Is This What You Are Looking For?

Beware the House of Cards

AS BAD AS things are in the financial sector, America’s credit-card companies may not have seen the half of it. More and more consumers are falling behind on their monthly card payments as unemployment rises. This trend is expected to grow until 2010.

“We’re looking for a pretty material deterioration through 2009,” says Donald Fandetti, a specialty-finance analyst at Citigroup.

Charge-offs of bad card debt, or losses, have risen to an annualized 6.6% of balances from 4.6% a year ago and may keep climbing until 2010, when unemployment is expected to peak, according to Fandetti and others.

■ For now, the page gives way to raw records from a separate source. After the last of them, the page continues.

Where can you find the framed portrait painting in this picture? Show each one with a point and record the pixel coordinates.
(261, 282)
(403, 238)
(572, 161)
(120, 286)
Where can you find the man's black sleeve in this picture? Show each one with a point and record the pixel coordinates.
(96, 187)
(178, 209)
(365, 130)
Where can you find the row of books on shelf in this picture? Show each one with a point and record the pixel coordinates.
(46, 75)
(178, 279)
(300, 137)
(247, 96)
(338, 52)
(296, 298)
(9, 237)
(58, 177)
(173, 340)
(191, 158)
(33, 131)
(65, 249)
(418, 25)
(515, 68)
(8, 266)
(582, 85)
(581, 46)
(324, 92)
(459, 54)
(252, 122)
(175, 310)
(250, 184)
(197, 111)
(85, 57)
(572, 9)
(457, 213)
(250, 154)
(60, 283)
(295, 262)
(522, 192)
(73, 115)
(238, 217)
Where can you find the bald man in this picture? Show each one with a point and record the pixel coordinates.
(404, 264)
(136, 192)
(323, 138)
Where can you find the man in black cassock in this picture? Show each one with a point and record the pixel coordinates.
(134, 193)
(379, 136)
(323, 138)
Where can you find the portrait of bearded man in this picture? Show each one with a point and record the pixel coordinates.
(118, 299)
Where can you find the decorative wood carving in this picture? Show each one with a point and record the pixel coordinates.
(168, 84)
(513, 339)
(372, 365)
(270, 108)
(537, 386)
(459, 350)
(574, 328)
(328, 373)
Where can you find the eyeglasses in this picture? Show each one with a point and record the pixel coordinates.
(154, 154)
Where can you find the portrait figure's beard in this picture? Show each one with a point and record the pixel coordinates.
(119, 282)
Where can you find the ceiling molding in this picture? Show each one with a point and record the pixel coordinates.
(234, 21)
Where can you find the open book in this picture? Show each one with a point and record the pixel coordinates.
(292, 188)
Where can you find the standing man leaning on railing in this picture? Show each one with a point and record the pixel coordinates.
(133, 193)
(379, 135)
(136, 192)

With the housing market in decline and the economy contracting, the charge-off rate is almost sure to exceed the historical high of 7.5% — and many in the business are bracing for double-digits.

All of which is good reason for investors to be wary of the group, despite low valuations on the stocks.

The industry’s most prominent members are American Express (AXP); Bank of America (BAC); Citigroup (C); Capital One Financial (COF); Discover Financial Services (DFS); and JPMorgan Chase (JPM).

My encouragement, BE WARY of buying to much of these guys for a little while longer. If you have to own financials, look at BB&T and Wells Fargo. Again, this is only a recommendation and not a true order to buy! HAHAHAHA! Move slowly and look at their numbers!